PARA ONDE FOI A SURUCUCU?

Conhecida popularmente por “surucucu”, “surucucu-pico-de-jaca” ou “surucucu-de-fogo”, a serpente da espécie Lachesis muta (Linnaeus,1766), é a maior das espécies de viperídeos do Brasil. Apresenta ampla distribuição geográfica, ocorrendo em ambientes florestais úmidos e bem preservados da Mata Atlântica, Amazônia e matas úmidas de transição da região Nordeste.


Texto: Augusto Tozani


Lachesis muta (Linnaeus,1766). Fotografia: Welington de Araujo Coelho


A surucucu é uma serpente de hábito crepuscular e noturno, habitante do substrato das matas, então é uma espécie terrícola. Apesar de ser considerada agressiva pela população por conta das lendas populares, esta é uma espécie de ‘temperamento’ mais tranquilo do o da maioria das suas parentes dentro da família Viperidae. Porém, quando ameaçada, como principais mecanismos de defesa a surucucu desfere botes e agita a cauda contra a folhagem para afastar o predador.


Mas como identificar uma surucucu?

As surucucus possuem a cabeça larga e o focinho arredondado, tipicamente apresentando desenhos na forma de losangos ao longo do corpo, que alternam entre as cores pretas e amarelas. Outra importante característica morfológica está na sua cauda, que apresenta uma última sub-fileira de escamas modificadas, sendo estas quilhadas e eriçadas, além de apresentar um espinho terminal, também derivado de escamas modificadas.


Do que elas se alimentam?

Sua dieta se baseia em pequenos roedores e outros pequenos vertebrados. Tem reprodução ovípara, com uma postura aproximada de 15 ovos por época de acasalamento. É a única espécie de viperídeo no Brasil em que a fêmea enrola-se aos ovos, sendo uma forma de cuidado parental.


Qual é o tipo de veneno?

Possui um veneno com ação proteolítica, hemorrágica e coagulante. É relatado também ação neurotóxica, porém não foi isolada ainda a fração específica responsável por esta atividade. Seu veneno é chamado de veneno laquético. Os sintomas do acidente incluem: dor, surgimento de vesículas de conteúdo seroso e seroso-hemorrágico nas primeiras horas do acidente e manifestações hemorrágicas no local da picada. Como tratamento, pode ser administrado o uso de soro antilaquético, via intravenosa dependendo da gravidade do acidente. Porém, acidentes com este animal são raros devido ao hábito de se esconder embaixo de troncos, raízes e tocas de tatu.

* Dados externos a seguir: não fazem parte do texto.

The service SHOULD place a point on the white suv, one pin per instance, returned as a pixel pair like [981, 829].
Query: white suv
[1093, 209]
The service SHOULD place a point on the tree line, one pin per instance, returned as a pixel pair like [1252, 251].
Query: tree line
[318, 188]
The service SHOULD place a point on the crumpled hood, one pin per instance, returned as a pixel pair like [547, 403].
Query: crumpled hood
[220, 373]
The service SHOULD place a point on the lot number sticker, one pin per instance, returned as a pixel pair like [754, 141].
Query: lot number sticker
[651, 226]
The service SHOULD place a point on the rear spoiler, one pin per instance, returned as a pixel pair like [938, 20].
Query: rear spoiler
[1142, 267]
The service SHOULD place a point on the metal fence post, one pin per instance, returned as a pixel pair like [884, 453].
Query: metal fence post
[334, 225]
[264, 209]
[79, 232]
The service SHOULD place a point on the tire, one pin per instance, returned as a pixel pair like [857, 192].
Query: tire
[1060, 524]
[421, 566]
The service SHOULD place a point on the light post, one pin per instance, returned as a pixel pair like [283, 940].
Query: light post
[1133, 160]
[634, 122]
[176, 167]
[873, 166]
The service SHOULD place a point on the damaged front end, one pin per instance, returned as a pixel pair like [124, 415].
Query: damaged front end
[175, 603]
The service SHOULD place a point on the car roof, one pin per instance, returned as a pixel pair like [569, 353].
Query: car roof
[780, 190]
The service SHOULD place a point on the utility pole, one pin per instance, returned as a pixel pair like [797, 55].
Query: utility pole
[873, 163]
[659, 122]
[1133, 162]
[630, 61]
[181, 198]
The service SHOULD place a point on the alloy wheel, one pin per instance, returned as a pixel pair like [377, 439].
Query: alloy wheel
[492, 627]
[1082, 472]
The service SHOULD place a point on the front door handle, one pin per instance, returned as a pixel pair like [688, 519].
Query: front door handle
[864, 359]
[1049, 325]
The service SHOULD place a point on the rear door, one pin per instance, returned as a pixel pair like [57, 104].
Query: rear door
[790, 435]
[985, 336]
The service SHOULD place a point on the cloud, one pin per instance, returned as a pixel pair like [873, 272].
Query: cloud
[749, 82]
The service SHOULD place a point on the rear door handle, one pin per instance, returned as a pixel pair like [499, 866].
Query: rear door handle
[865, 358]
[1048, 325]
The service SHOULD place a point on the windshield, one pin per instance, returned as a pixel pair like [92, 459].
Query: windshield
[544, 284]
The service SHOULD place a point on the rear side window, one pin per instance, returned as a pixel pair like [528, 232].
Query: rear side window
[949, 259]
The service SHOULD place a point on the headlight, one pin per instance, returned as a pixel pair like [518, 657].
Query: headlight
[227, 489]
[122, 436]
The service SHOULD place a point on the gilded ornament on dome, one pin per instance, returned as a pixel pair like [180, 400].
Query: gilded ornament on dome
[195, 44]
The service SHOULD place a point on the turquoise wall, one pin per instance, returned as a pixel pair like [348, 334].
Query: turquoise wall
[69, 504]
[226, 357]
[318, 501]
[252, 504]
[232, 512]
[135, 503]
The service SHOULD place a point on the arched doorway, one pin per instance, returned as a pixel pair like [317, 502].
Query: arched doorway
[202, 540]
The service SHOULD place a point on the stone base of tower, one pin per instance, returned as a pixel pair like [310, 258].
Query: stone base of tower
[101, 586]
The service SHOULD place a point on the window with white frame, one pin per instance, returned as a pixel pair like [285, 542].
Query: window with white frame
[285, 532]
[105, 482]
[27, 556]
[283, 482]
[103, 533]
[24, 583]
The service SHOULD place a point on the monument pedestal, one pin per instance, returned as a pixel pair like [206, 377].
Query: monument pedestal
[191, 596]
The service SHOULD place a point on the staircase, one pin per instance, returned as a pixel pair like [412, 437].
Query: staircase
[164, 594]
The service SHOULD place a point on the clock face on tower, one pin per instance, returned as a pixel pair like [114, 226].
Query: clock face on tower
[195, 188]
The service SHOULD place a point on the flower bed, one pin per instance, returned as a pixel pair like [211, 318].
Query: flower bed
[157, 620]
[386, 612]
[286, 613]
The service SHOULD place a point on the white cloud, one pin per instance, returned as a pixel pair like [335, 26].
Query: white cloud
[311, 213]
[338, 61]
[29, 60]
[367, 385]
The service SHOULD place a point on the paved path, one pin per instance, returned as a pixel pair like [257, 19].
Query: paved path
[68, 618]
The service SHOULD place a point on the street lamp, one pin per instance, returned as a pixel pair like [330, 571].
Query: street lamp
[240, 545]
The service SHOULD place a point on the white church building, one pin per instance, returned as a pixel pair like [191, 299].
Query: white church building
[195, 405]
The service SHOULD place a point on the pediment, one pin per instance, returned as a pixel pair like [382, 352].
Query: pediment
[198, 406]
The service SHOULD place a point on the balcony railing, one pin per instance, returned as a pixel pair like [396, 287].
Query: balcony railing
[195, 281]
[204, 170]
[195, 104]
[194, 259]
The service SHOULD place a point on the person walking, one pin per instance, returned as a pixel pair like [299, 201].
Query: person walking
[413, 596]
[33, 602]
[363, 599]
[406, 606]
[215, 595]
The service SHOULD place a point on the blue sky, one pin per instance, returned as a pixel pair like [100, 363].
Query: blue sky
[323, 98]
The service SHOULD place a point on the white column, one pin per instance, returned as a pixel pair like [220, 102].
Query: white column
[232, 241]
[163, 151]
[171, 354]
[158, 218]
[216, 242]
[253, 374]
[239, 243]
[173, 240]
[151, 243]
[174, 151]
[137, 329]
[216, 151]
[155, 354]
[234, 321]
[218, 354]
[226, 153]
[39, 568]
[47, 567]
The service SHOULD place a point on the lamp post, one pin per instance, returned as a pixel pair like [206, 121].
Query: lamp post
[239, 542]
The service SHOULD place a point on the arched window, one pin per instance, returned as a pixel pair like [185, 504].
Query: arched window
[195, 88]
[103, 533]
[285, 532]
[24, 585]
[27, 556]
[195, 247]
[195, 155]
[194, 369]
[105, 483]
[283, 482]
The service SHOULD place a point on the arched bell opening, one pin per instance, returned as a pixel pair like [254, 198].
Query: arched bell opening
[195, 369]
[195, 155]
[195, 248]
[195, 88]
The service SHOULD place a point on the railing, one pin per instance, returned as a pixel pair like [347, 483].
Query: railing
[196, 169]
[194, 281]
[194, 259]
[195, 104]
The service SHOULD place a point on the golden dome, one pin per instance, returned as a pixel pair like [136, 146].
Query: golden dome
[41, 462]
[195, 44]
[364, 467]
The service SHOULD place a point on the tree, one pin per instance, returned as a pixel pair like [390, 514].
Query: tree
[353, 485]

Lachesis muta (Linnaeus,1766). Fotografia: Welington de Araujo Coelho


Para onde foi a surucucu no Espírito Santo?

No nosso estado é um animal raro de ser encontrado, tendo apenas dois registros no Museu de Biologia Prof. Mello Leitão, nos municípios de Linhares e Águia Branca. Isso fez com que ela entrasse para a lista de animais ameaçados do Espírito Santo, sendo classificada como vulnerável.


Estratégias de conservação no estado

Uma das maiores ameaças para a espécie é a diminuição de ambientes florestais bem preservados, pois é um animal que exige tal condição, devido ao seu tamanho e necessidade de presas em abundância para sua sobrevivência. Para que possamos preservar este animal, é necessária a realização de trabalhos voltados para a conscientização da população de áreas mais afastadas/preservadas, da importância desta espécie na natureza, além de reforçar quais são os danos causados pela poluição e destruição dos habitats naturais.


Referências

Cruz. C. O. (2010): Surucucu. Disponível em: https://www.infoescola.com/repteis/surucucu/ Acesso em 18 de janeiro de 2019.


Ferreira R. (2013): Surucucu a dona da noite. Disponível em:https://www.oeco.org.br/blogs/fauna-e-flora/27272-surucucu-a-dona-da-noite/. Acesso em 18 de janeiro de 2019.


Gasparini et al. (2007): Espécies da Fauna Ameaçadas do ES, Espírito Santo, Brasil. 71 p.